Consider a strictly increasing sequence $q_0<q_n<q_{n+1}<q<d$ such that $q_n\to q$ as $n\to \infty$ with $d>q$. Let $B\subset \Bbb R^d$ be a ball, so that $L^{q}(B)\subset L^{q_{n+1}}(B)\subset L^{q_{n}}(B)\subset L^{q_0}(B)$. Consider a sequence $(u_n)_n\subset L^q(B)$ such that $\|u_n\|_{L^{q_n}(B)}=1$ and $u_n\to u$ in $L^{q_0}(B)$.

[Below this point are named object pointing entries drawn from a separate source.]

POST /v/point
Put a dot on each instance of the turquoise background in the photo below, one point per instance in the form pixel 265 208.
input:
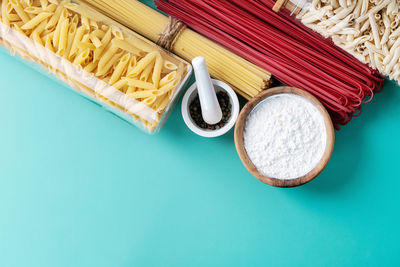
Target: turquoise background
pixel 79 187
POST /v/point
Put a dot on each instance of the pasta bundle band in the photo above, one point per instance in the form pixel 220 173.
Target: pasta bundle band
pixel 95 56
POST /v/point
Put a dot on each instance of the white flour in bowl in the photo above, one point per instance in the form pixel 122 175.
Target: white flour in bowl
pixel 285 136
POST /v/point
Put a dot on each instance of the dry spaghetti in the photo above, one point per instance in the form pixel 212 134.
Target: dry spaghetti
pixel 292 53
pixel 246 78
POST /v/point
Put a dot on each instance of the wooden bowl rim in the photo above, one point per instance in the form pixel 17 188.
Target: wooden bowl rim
pixel 239 142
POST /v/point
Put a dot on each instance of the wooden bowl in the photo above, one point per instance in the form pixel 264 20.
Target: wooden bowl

I want to prove or disprove that $\|u\|_{L^{q}(B)}=1$. Note that by Fatou's lemma, we get $$\|u\|_{L^{q}(B)}\leq \liminf_{n\to\infty}\|u_n\|_{L^{q_n}(B)}=1.$$
The result is false.
Here is a detailed counter-example. Let $d=2$ and let $B \subset \Bbb R^2$ be any ball containing $[0,1]^2$.
For each $n \in \Bbb N$, let $q_n = \frac{3}{2} - \frac{1}{2(n+1)}=\frac{3n+2}{2n+2}$. So we have $1=q_0<q_n<q_{n+1}<q=\frac{3}{2}<2=d$ and $q_n\to q$ as $n\to \infty$.
Now, for each $n \in \Bbb N$, let us define $u_n : B \rightarrow \Bbb R$ by $$u_n(x,y)=(n+1)^\frac{1}{q_n}\chi_{\left [0,\frac{1}{n+1} \right]}(x)\chi_{[0,1]}(y)=(n+1)^\frac{2n+2}{3n+2}\chi_{\left [0,\frac{1}{n+1} \right]}(x)\chi_{[0,1]}(y)$$ It follows immediately that $$ \int_B |u_n(x,y)|^{q_n} dxdy = \int_B (n+1)\chi_{\left [0,\frac{1}{n+1} \right]}(x)\chi_{[0,1]}(y) dxdy =1$$ So, for all $n \in \Bbb N$, $\|u_n\|_{L^{q_n}(B)}=1$.
Now, note that $u_n\to 0$ in $L^{q_0}(B)$. In fact, $q_0=1$ and we have $$ \|u_n\|_{L^{q_0}(B)} = \int_B |u_n(x,y)| dxdy = \int_B (n+1)^\frac{2n+2}{3n+2}\chi_{\left [0,\frac{1}{n+1} \right]}(x)\chi_{[0,1]}(y)= (n+1)^{\frac{2n+2}{3n+2} -1}= \frac{1}{n^\frac{n}{3n+2}}$$ So $\lim_{n \to \infty} \|u_n\|_{L^{q_0}(B)} = 0$. So $u_n\to 0$ in $L^{q_0}(B)$. But $\|0\|_{L^{q}(B)}=0 \neq 1$.